So the media narrative of this year’s presidential election is how loathsome the two candidates are. I even heard one pundit say it’s a competition to see who can be less disliked. This week, a Real Clear Politics poll-average has Hillary Clinton beating Donald Trump 56 to 60 in unfavorableness.
Let’s be clear, Clinton and Trump are disliked for different reasons. Clinton’s ratings are the result of decades of attacks against her and President Bill, as well as because of her real shortcomings. Trump’s unfavorable ratings reflect the distaste for his character, and his very un-presidential behavior.
While I support Clinton, I won’t argue with America: We want new candidates!
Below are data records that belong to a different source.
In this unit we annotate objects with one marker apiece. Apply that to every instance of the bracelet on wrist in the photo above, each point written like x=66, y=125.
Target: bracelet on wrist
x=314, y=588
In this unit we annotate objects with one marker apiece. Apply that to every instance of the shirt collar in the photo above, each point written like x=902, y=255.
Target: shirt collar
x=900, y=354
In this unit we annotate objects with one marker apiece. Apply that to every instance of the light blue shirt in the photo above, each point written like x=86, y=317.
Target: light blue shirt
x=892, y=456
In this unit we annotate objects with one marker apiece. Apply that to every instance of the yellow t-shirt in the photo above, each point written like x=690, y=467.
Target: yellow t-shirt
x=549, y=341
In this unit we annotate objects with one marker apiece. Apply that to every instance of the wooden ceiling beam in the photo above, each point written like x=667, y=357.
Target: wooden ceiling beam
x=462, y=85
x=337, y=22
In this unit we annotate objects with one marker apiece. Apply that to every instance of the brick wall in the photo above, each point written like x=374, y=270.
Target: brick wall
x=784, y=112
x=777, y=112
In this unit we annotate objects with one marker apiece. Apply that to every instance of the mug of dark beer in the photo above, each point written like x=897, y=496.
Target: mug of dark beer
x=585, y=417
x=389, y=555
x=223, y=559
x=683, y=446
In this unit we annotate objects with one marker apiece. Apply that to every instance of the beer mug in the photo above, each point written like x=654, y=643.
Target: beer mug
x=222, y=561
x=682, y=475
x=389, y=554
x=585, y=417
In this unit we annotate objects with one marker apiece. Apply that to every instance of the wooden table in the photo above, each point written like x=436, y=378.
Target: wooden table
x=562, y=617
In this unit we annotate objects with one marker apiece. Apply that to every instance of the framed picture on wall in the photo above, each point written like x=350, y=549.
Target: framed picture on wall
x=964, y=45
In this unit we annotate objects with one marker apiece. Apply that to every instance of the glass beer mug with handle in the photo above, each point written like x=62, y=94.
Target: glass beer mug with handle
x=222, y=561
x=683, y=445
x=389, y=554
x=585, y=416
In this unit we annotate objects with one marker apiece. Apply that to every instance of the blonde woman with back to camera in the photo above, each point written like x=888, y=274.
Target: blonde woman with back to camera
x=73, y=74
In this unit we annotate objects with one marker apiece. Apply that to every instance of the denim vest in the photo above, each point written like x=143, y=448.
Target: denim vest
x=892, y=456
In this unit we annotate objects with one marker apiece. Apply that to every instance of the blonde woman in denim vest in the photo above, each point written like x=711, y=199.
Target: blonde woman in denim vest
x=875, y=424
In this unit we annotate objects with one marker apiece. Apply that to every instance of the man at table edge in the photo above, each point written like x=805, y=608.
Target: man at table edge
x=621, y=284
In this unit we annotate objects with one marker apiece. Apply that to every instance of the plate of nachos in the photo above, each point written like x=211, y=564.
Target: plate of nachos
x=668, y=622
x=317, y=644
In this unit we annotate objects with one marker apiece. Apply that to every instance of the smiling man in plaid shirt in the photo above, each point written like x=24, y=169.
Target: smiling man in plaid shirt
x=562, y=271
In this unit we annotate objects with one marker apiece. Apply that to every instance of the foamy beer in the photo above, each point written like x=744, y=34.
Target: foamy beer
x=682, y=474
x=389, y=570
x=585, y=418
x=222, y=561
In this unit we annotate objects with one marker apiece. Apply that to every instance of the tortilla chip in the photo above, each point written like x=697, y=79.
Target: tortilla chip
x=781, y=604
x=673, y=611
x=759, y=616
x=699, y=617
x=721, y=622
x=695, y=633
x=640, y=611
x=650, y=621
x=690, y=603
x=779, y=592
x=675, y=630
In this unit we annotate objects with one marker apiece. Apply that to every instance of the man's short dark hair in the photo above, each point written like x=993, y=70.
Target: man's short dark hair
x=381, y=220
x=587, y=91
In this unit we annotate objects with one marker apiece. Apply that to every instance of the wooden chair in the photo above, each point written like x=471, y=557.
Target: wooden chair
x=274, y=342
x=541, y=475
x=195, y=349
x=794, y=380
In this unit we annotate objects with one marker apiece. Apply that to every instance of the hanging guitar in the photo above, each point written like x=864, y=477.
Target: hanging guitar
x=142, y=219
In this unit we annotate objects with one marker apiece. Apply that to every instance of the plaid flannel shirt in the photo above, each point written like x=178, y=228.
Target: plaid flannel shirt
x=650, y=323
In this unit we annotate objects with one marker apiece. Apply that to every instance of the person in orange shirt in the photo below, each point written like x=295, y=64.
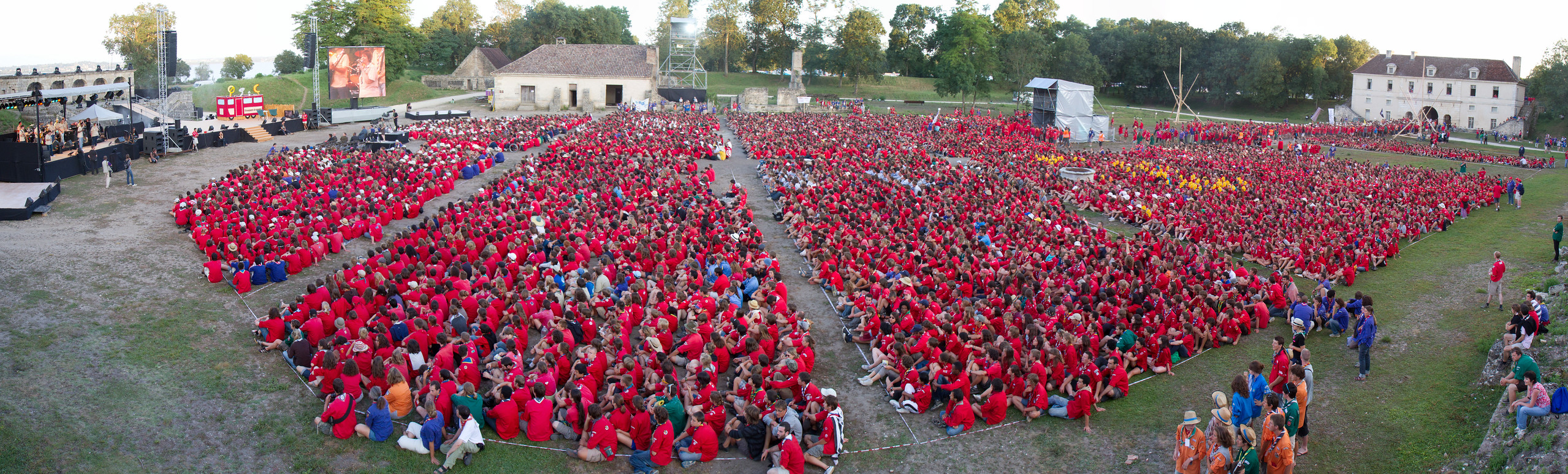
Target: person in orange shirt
x=1190, y=446
x=1280, y=457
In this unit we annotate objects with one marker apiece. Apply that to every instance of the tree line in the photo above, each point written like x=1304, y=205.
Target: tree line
x=973, y=52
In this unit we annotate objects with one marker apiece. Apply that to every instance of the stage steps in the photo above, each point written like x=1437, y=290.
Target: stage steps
x=259, y=134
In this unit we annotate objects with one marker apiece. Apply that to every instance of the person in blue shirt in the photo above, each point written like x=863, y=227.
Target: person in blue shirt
x=1366, y=332
x=276, y=270
x=378, y=419
x=257, y=273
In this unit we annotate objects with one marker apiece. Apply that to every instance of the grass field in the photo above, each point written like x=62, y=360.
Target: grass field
x=292, y=88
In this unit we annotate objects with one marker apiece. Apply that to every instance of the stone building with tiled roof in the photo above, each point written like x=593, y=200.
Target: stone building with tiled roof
x=577, y=77
x=1463, y=93
x=473, y=74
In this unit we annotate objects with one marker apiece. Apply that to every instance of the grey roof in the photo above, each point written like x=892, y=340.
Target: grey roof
x=1448, y=68
x=601, y=60
x=496, y=57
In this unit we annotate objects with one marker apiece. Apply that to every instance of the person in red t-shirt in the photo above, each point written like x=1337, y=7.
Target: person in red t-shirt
x=599, y=443
x=1495, y=286
x=791, y=459
x=338, y=416
x=1083, y=404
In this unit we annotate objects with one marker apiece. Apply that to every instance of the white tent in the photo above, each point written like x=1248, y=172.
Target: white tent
x=1071, y=107
x=96, y=113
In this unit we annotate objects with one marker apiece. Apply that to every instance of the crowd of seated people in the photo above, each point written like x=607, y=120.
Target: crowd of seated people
x=601, y=294
x=281, y=214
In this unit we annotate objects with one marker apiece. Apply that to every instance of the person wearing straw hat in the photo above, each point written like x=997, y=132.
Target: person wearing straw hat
x=1190, y=446
x=1247, y=451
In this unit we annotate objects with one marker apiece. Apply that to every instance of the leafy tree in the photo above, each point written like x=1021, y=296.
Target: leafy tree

Both bases, from the farthest left — the Bernie Bros — to the farthest right want an outsider, someone to disrupt the system.
Who, you ask?
Here are some outsiders who could bring order to this year’s mayhem and give Democrats and Republicans someone to vote for, not against.
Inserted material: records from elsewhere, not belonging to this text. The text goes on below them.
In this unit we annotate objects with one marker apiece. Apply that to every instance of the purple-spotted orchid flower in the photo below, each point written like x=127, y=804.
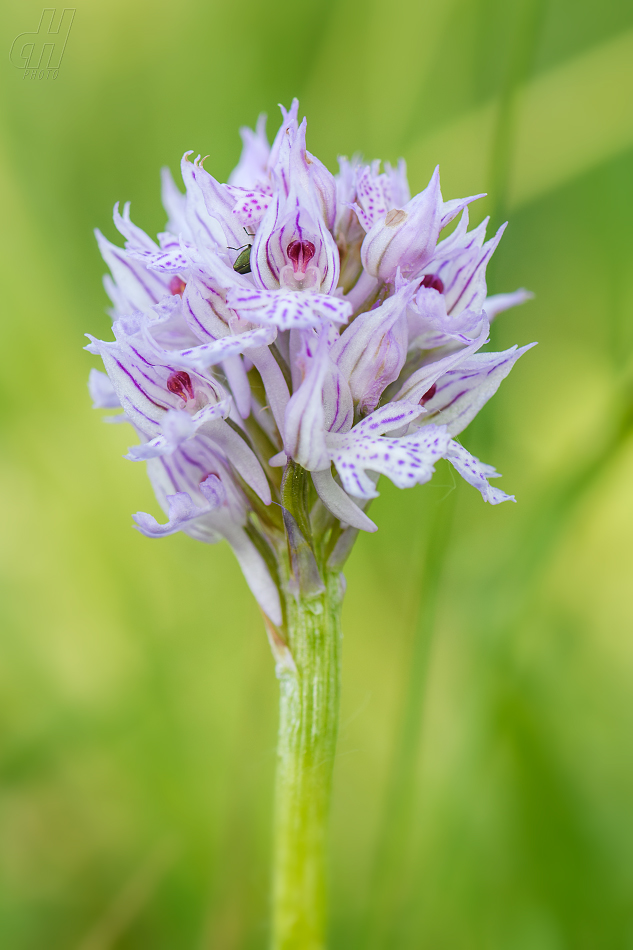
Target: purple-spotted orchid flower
x=292, y=327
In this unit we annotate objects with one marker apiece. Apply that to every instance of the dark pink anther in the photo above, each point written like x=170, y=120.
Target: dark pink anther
x=179, y=383
x=176, y=286
x=433, y=281
x=428, y=394
x=300, y=253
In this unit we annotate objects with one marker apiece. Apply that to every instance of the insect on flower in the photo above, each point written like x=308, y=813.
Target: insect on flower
x=242, y=263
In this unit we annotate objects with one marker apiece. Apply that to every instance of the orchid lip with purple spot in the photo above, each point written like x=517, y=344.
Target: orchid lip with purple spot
x=335, y=378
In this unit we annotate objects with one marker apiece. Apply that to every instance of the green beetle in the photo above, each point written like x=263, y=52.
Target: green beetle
x=243, y=260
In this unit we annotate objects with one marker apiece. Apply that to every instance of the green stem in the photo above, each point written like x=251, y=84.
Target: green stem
x=309, y=682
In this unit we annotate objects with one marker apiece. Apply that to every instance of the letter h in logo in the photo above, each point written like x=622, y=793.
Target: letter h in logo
x=44, y=48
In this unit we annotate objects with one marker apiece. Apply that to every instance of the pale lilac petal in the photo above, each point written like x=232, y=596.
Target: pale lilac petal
x=251, y=170
x=395, y=415
x=182, y=510
x=417, y=385
x=210, y=354
x=407, y=461
x=239, y=385
x=274, y=382
x=371, y=352
x=304, y=439
x=137, y=287
x=175, y=204
x=476, y=473
x=240, y=456
x=467, y=386
x=256, y=574
x=250, y=208
x=499, y=302
x=288, y=310
x=339, y=503
x=178, y=426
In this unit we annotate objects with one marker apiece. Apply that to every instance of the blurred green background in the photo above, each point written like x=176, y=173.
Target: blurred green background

Actors: Democrats should consider Morgan Freeman. He’s already been president and God, he hosted “Through the Wormhole” and has a deep understanding of science. Plus, every State of the Union would be the most epic speech. Matthew McConaughey would be an ideal VP … right on.
Republicans should look to Bradley Cooper. No idea if he is a Republican, but that doesn’t seem to bother them (See Donald J. Trump). He has a tremendous military background and respect for the armed forces after playing a Navy Seal and war hero, Chris Kyle, in “American Sniper.” VP pick … Ron Swanson. Nobody loves America more than Ron Swanson.
Athletes: Dems should hand the ball off to Serena Williams. Serena is the greatest American athlete, with established international relations, and charisma that could even make Sen. Mitch McConnell blush. Her teammate could be Scottie Pippen, who made a Hall-of-Fame career out of being someone’s running mate (Michael Jordan).
For Republicans, the answer is clear: Peyton Manning. He’s not only the epitome of the all-American boy, he is also tremendously savvy with the media. As VP, he should look to Tiger Woods. Tiger, son to a Green Beret, has strong ties to the military and shown success on and off the golf course, and he adds much-needed diversity to the Republican ticket.
Business people: Mr. Facebook himself, Mark Zuckerberg, would make a solid Democratic nominee. He’s been outspoken on important social issues, from LGBTQ fairness to defending Black Lives Matter and racial equality. He comes with eccentricities, but he’s young and been a leader his entire life. VP pick — Tim Cook. Applebook rules the world.
Republicans should court and nominate Charles and David Koch (let them decide which one is the other’s VP). I’ve criticized the billionaire brothers for the hundreds of millions of dollars they’ve spent supporting Republican candidates in the past. That said, they’ve spent fortunes on philanthropic endeavors, they’ve also (reportedly) lobbied against special-interest politics and for criminal-justice reform. Their business backgrounds would be irresistible to the base, as well as would be their unwavering support for anti-government freedoms … like the Second Amendment.
National figures: Democrats should turn to someone out of this world as their nominee: Astronaut Scott Kelly. Not only has Kelly represented America on the cosmic stage, he has also been a fierce advocate for gun reform, along with his courageous, heroic wife, Gabby Giffords, who was the victim of gun violence while serving in the U.S. House of Representatives. Scott’s VP could be Tony Dungy. Outside of a Hall of Fame career for coaching in the NFL, whenever there is a crisis, he is brought in as the voice of reason and served as mentor to countless young NFL players.
The final stand for the Republican ticket, and chance to win in 2016, should go to Tim Tebow. He was an athlete, but now he’s just a really nice guy with good, Christian values. Plus, he puts Florida back in play. He is, constitutionally, too young to serve, but Florida counts in trophies, and Tebow has plenty. His VP choice should be Wayne LaPierre. Why? Because guns equal freedom, and freedom equals America.